I like the pickup box on my personal truck, but hate it on my other 2500.

Flatbed all the way. Just so much more useful and not as much body area to get scratched and/or dented.


----------



## Philbilly2 (Aug 25, 2007)

m_ice said:


> But will a salter fit in an utility bed?


I feel like we covered this already?


----------



## Philbilly2 (Aug 25, 2007)

Mark Oomkes said:


> I like the pickup box on my personal truck, but hate it on my other 2500.


I agree, I have a short box pickup box for my personal truck.
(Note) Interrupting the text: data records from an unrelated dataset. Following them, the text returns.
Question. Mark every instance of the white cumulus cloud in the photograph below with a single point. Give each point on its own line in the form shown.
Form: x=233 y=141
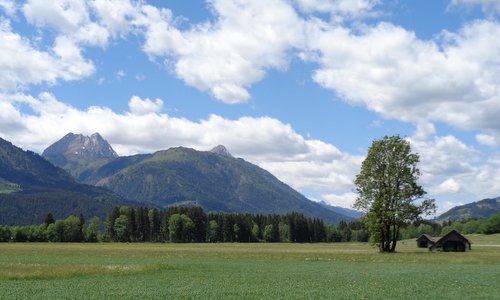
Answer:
x=139 y=106
x=226 y=56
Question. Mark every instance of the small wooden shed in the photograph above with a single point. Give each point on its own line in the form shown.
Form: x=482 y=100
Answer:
x=425 y=241
x=453 y=241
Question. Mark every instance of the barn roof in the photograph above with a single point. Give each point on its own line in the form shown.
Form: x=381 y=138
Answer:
x=428 y=237
x=452 y=235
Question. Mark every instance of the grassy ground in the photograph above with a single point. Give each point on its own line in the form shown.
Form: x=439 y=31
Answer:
x=246 y=271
All I ever haul in that bed is dogs and beer


----------



## Mr.Markus (Jan 7, 2010)

Mark Oomkes said:


> I like the pickup box on my personal truck, but hate it on my other 2500.
> 
> Flatbed all the way. Just so much more useful and not as much body area to get scratched and/or dented.


Shorter the better. Small dumpbox with fold down sides lets you do lots of different stuff.
Undermounted tool box is a great feature as well. Turning radius and is great on the short chasis, great for plowing and swing a trailer around.


----------



## Hydromaster (Jun 11, 2018)

Philbilly2 said:


> All I ever haul in that bed is dogs and beer


----------



## Ajlawn1 (Aug 20, 2009)

Mr.Markus said:


> Shorter the better.


Just keep telling yourself that...


----------



## Don James (Nov 1, 2015)

I’ve been plowing for 4 years with a cclb with no issues. Some smaller residential driveways and some longer ones. Would it be easier with a shorter truck of course. But I’ve got use to it and need the bigger truck for work.


----------



## theplowmeister (Nov 14, 2006)

Philbilly2 said:


> Around here, 42K will yield you 3 or 4 acres of bare farm ground...


Around here $42K gets you a Garage, NO land to put it on though.


----------